Sonja Still im Olaf Gulbransson Museum

Zwei Seiten der Medaille

Sonja Still: „Olaf Gulbransson malte das Bild an dem Tag, als Stalingrad fiel“ – weltabgewandt oder als Hoffnungsschimmer? Foto: IW

Ausstellung in Tegernsee

Mit der Sonderführung „Entartet und gottbegnadet, nichts ist schwarz-weiß“ stellt das Olaf Gulbransson Museum Christian Rohlfs und Olaf Gulbransson im Kontext ihrer Haltung während des Nationalsozialismus gegenüber. Besucher sind eingeladen, sich selbst ein differenzierteres Bild davon zu machen, wie Künstler ihren Weg durch die Diktatur nahmen.

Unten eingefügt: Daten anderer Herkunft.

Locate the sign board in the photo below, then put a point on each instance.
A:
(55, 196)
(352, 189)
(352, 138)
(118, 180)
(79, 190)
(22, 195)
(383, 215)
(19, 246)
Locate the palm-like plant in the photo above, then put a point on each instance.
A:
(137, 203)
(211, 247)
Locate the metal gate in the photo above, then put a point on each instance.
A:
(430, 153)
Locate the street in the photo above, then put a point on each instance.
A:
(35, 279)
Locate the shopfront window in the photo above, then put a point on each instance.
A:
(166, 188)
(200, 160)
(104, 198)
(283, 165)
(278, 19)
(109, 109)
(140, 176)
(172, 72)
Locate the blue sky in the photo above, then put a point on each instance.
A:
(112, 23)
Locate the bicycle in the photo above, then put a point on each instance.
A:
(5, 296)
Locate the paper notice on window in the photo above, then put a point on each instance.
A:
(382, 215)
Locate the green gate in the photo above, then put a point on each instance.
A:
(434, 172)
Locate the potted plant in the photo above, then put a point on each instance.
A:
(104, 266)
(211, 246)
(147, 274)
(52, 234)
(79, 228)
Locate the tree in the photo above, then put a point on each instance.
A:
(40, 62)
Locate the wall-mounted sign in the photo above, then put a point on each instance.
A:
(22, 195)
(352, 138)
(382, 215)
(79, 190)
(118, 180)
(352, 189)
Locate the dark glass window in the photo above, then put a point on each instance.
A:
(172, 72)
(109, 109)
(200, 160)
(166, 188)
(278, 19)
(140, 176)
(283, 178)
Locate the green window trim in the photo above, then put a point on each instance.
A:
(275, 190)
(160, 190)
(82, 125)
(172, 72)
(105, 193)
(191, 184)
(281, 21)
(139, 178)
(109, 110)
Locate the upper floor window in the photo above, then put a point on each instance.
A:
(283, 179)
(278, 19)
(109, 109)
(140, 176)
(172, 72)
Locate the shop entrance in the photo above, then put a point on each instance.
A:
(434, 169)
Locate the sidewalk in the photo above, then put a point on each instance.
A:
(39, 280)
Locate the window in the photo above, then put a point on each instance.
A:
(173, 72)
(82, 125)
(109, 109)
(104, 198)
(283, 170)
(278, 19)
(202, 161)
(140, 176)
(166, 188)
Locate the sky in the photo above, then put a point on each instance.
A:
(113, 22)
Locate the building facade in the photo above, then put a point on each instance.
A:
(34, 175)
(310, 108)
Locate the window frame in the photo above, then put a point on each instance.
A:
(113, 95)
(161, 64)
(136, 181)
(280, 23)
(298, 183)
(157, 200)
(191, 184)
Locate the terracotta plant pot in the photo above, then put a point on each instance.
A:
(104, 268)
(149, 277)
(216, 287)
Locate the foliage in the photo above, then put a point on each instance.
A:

„Auf der einen Seite haben wir Christian Rohlfs, der eine klare Haltung zeigte und von den Nationalsozialisten als ‚entarteter Künstler‘ diffamiert wurde“, erläutert Sonja Still, „auf der anderen Seite Olaf Gulbransson, der ein Mitläufer und Profiteur war.“ Die Kulturjournalistin hat sich tief hineingearbeitet und umfangreich recherchiert, nicht nur für die Sonderführungen. Es sei an der Zeit, insbesondere weil es bisher im Tegernseer Tal keine Aufarbeitung zur Zeit des Nationalsozialismus gäbe, anders als beispielsweise in Murnau.

Aufarbeitung als Gratwanderung

Bis zum 9. Februar ist die Sonderausstellung mit Werken Christian Rohlfs aus Privatbesitz noch im Olaf Gulbransson Museum zu sehen. Den Hauptteil des Museumsbaus nimmt die Dauerausstellung zum Lebenswerk Olaf Gulbranssons ein, dem das Museum gewidmet ist. Beide Künstler im Haus zu haben, bot eine gute Gelegenheit, anhand der Gegenüberstellung auch die Rolle des norwegischen Malers und Karikaturisten während der NS-Herrschaft genauer anzusehen und aufzuarbeiten. War Olaf Gulbransson opportunistisch oder unpolitisch? „Man muss das besprechen, sonst haben diejenigen ein freies Feld, die anders agieren“, so Sandra Spiegler von den Bayerischen Gemäldesammlungen, zu denen das Museum gehört. „Zugleich ist es eine Gratwanderung, denn es lässt sich nichts schwarz-weiß malen“.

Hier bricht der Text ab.